Includes analysis of standardized mortality ratios, methods for proving attenuation of healthy worker effects, ordinal risk factors and other new areas of research. This greatly expanded third edition of Survival Analysis- A Self-learning Text provides a highly readable description of state-of-the-art methods of analysis of survival/event-history data.

This text is suitable for researchers and statisticians working in the medical and other life sciences as. Applied survival analysis: regression modeling of time to event data. Applied Survival Analysis, Second Edition is an ideal book for graduate-level courses in biostatistics, statistics, and epidemiologic methods.

It also serves as a valuable reference for practitioners and researchers in any health-related field or for professionals in insurance and government/5(17). This book is designed to provide a guide for a short course on survival analysis.

It is mainly focussed on applying the stastical tecnquines developed in the survival field to the financial industry. The emphasis is placed in understanding the methods, building intuition about when aplying each of them and showing their application through the.

Applied Survival Analysis: Solutions Manual by Sunny Kim,available at Book Depository with free delivery worldwide/5(2). Applied Survival Analysis: Time-to-Event (Wiley Series in Probability and Statistics) by Lemeshow, Stanley,Hosmer Jr., David W.
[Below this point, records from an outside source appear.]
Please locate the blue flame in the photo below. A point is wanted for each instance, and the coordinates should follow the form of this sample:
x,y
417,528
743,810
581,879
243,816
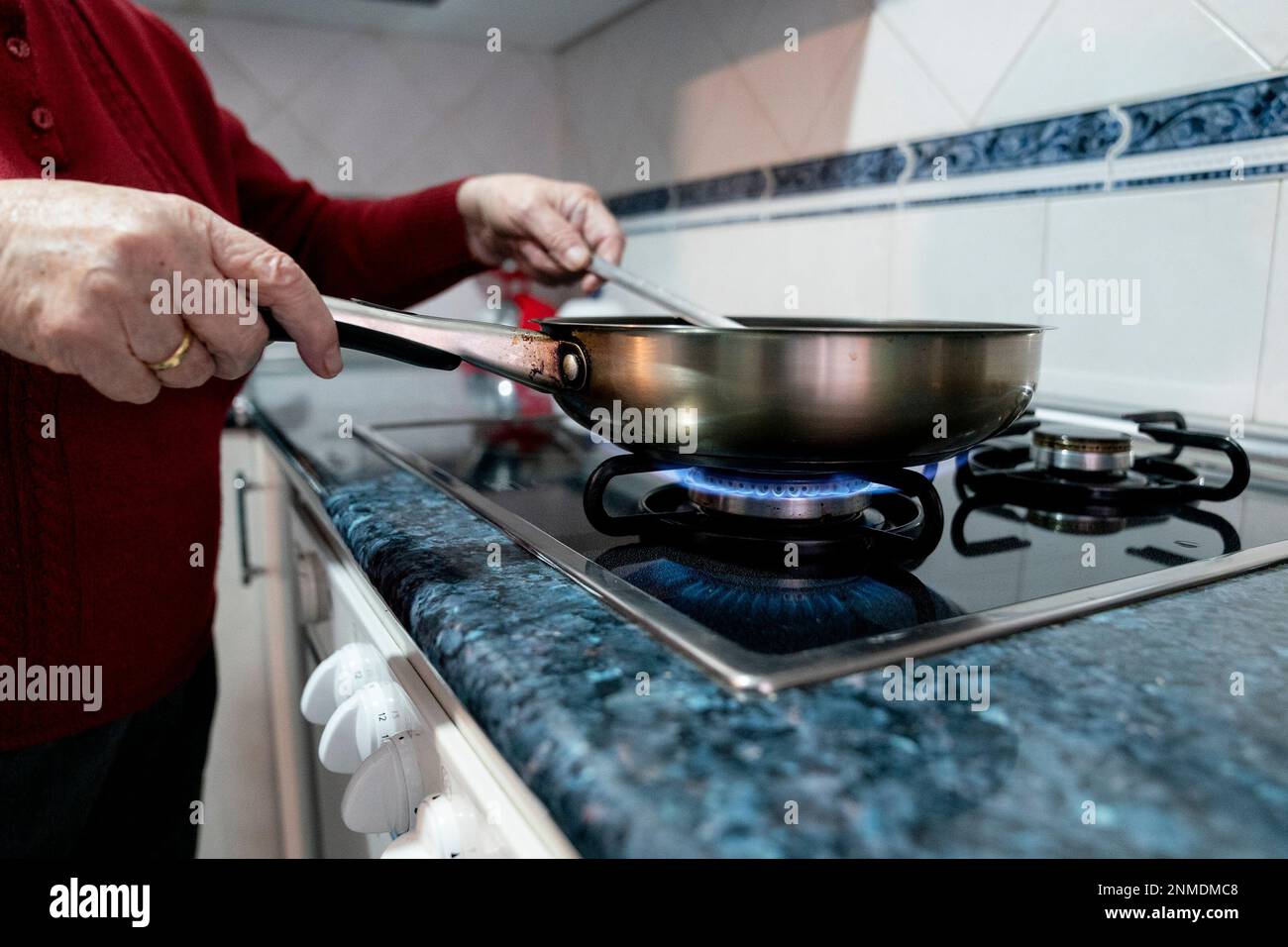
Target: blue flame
x,y
732,483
and a great selection of related books, art and collectibles available now at Comment from the Stata technical group. Applied Survival Analysis: Regression Modeling of Time to Event Data, Second Edition, by David W.

Hosmer Jr., Stanley Lemeshow, and Susanne May, is an ideal choice for a semester-long course in survival analysis for health authors provide a good overview of regression models for time-to-event data, giving the most.
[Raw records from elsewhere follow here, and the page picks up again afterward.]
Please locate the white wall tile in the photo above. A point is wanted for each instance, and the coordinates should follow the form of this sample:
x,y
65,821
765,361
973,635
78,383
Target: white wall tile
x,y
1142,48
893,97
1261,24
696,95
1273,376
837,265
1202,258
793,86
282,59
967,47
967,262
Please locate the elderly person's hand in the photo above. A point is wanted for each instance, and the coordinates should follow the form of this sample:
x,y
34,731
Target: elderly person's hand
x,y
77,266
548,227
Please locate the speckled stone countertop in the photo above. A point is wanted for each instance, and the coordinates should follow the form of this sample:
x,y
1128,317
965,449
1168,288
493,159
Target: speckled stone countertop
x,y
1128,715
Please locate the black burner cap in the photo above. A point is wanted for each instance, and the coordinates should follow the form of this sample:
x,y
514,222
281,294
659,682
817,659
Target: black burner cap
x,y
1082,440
This greatly expanded third edition of Survival Analysis- A Self-learning Text provides a highly readable description of state-of-the-art methods of analysis of survival/event-history data.

This text is suitable for researchers and statisticians working in the medical and other life sciences as well as statisticians in academia who teach. : Solutions Manual to Accompany Applied Survival Analysis: Regression Modeling of Time to Event Data: Item in good condition.

Textbooks may not include supplemental items i.e. CDs, access codes Range: $ - $.